Scores of NFL players as well as players from the National Basketball Association and Major League Baseball have been convicted of domestic abuse, yet they play on with no fear of losing their careers. Most pay small fines, if that, and are back on the field immediately.

Partly this can be explained by the fact that animal rights groups went ballistic over the dogfighting scandal. Kobrin notes that well-funded organizations such as People for the Ethical Treatment of Animals have demanded a boycott of companies that continue to sponsor Vick and they are bombarding the NFL with letters demanding a no-tolerance policy when it comes to cruelty to animals by football players. Vick has already lost most of his sponsorship deals worth millions of dollars.

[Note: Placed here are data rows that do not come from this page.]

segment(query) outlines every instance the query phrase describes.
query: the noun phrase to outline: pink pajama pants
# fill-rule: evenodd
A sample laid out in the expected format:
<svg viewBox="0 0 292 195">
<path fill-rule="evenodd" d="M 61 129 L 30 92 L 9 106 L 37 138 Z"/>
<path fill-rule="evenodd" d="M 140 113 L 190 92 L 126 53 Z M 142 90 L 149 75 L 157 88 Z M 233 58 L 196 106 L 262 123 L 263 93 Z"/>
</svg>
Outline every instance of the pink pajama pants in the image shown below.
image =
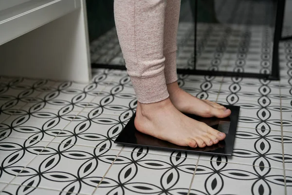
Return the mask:
<svg viewBox="0 0 292 195">
<path fill-rule="evenodd" d="M 177 80 L 177 34 L 180 0 L 115 0 L 114 18 L 126 65 L 138 100 L 169 97 Z"/>
</svg>

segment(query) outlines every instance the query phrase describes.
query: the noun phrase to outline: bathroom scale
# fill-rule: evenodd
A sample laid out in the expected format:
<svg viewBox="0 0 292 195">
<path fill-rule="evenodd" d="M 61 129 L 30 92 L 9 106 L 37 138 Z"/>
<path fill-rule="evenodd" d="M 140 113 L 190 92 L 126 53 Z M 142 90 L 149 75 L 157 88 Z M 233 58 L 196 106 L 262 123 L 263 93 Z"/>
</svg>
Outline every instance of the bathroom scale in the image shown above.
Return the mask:
<svg viewBox="0 0 292 195">
<path fill-rule="evenodd" d="M 180 146 L 141 133 L 136 129 L 134 125 L 136 113 L 130 119 L 129 122 L 116 139 L 114 143 L 128 146 L 143 146 L 160 149 L 174 150 L 213 155 L 231 156 L 232 155 L 234 146 L 234 139 L 240 107 L 224 106 L 231 110 L 231 115 L 226 118 L 218 118 L 215 117 L 204 118 L 194 115 L 185 114 L 191 118 L 204 122 L 213 128 L 226 134 L 226 137 L 224 140 L 220 141 L 217 144 L 211 146 L 195 148 Z"/>
</svg>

Apparently women’s advocacy groups haven’t mustered their strength in the same way and players in the NFL who have been convicted of spousal abuse or domestic violence have not received suspensions from play. Disappointingly, Major League Baseball and the National Basketball Association aren’t any better, Kobrin says.

Last summer Philadelphia Phillies’ pitcher Brett Myers assaulted his wife on a public Boston street and was charged with assault and battery. Major League Baseball did not penalize him, shrugging it off as an off-field incident. Are they saying a player needs to abuse his spouse during a game to get sanctioned? If so, just how does that work?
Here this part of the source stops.